Diego Fusaro, giovane filosofo, è assurto agli onori della cronaca mediatica e dei social network anche grazie alle sue periodiche apparizioni in qualche talk show: uno, tra tutti, “La Gabbia”, la cui strategia comunicativa è quella di una sorta di arena, nella quale gli ospiti si “sfidano” in piedi, uno di fronte all’altro, con un confronto (sic!) “gridato” – così come sempre più gridata è oramai la natura del confronto tra le persone, accentuato dalle forme linguistiche immediate, apodittiche e “nervose”, prodotte da Internet: confronto, che costituisce – per dirla con Foucault – il vero «effetto di potere» del “dispositivo” web, al punto che, mentre vengono meno vere relazioni comunicative, si produce una sorta di Nervenlebenintensificazione della vita nervosa»), come quel Nervenleben, su cui ha lasciato pagine straordinarie Georg Simmel, aprendo il XX secolo.
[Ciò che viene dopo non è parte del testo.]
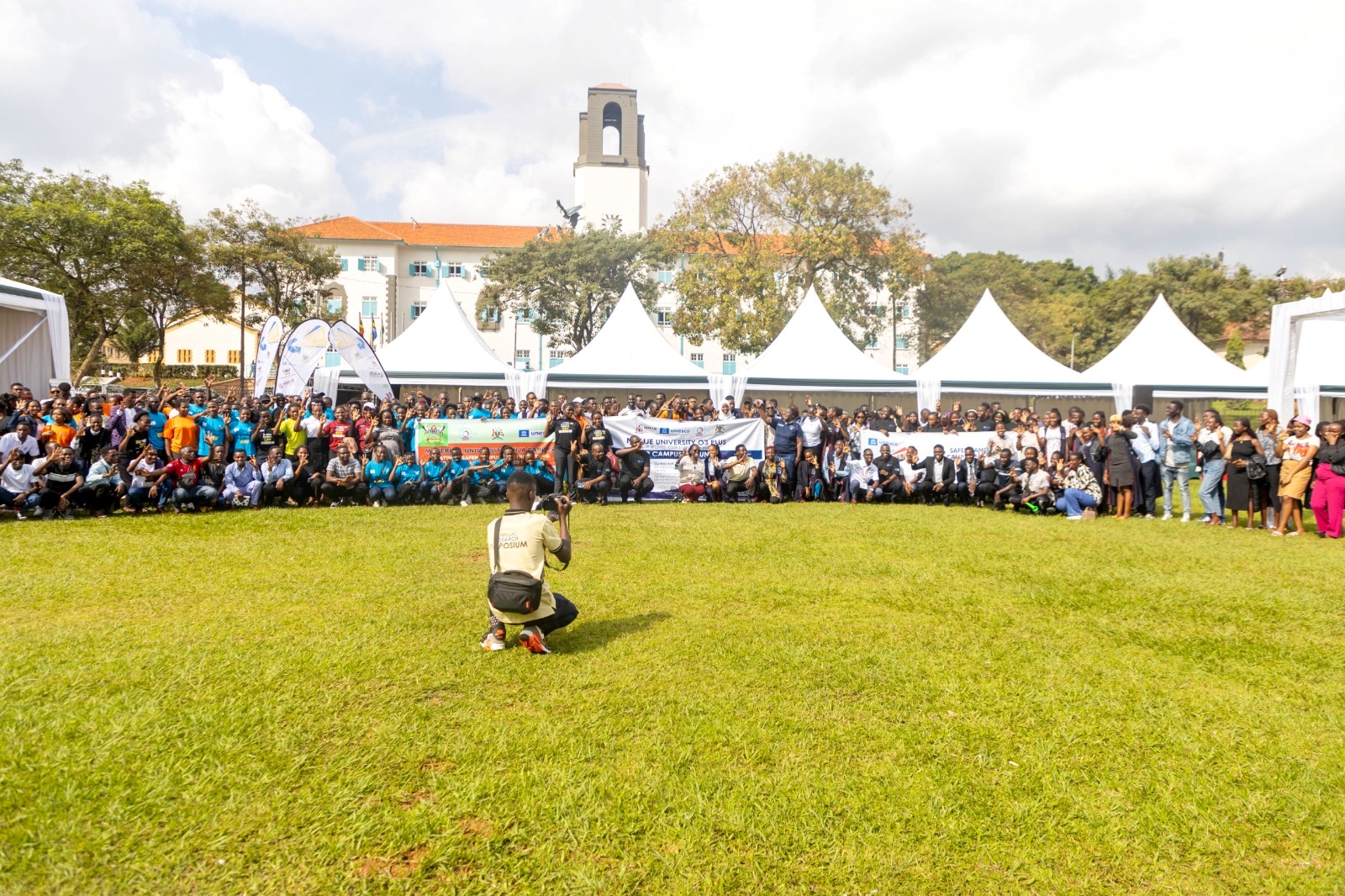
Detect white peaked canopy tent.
[1262,289,1345,411]
[736,287,916,401]
[1083,296,1266,408]
[314,278,509,394]
[547,284,706,389]
[916,289,1113,408]
[0,277,70,387]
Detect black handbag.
[486,517,542,616]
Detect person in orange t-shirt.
[164,398,200,457]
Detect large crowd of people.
[0,379,1345,538]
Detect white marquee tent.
[314,277,511,394]
[0,277,70,387]
[736,287,916,403]
[916,289,1116,408]
[547,284,708,389]
[1260,289,1345,419]
[1083,296,1266,408]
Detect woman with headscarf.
[1313,419,1345,538]
[1271,414,1322,535]
[1224,417,1267,530]
[1103,414,1135,519]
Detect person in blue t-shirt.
[197,398,229,457]
[393,452,422,504]
[471,448,500,503]
[523,448,556,495]
[365,443,397,507]
[444,448,472,507]
[419,448,448,504]
[227,410,257,457]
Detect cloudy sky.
[0,0,1345,275]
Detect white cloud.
[8,0,1345,273]
[0,0,350,217]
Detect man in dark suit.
[952,448,980,504]
[913,445,957,507]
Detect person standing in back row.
[548,403,583,495]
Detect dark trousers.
[616,473,654,504]
[578,477,612,504]
[551,448,574,493]
[487,592,580,635]
[1135,460,1163,517]
[323,482,368,504]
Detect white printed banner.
[276,318,330,396]
[603,417,765,497]
[327,320,395,401]
[253,315,285,398]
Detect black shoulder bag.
[486,517,542,616]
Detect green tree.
[657,152,928,352]
[200,199,340,393]
[476,226,671,351]
[108,308,163,363]
[128,226,233,386]
[0,159,196,385]
[1224,329,1247,367]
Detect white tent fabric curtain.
[709,372,748,408]
[504,367,550,406]
[1263,289,1345,417]
[916,370,943,410]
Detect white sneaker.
[518,625,551,654]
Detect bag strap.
[491,517,504,573]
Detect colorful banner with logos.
[276,318,331,396]
[327,320,395,401]
[415,417,556,464]
[253,315,285,398]
[603,417,765,498]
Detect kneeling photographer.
[482,471,580,654]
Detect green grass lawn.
[0,504,1345,893]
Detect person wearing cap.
[1271,414,1322,535]
[1313,419,1345,538]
Con la differenza che mentre Simmel poteva attribuirlo allo choc del “vissuto individuale” per l’eccesso degli stimoli prodotti dalla vita delle metropoli, quello attuale è l’effetto psicologico dell’accentuarsi di una crisi economico-sociale che ha già eroso, in forme accentuate dal 2008, il terreno su cui poggiano i piedi milioni di persone, rese insicure, inquiete e in crisi d’identità – e pertanto giustamente “arrabbiate” – per il vuoto di prospettive del loro stesso futuro.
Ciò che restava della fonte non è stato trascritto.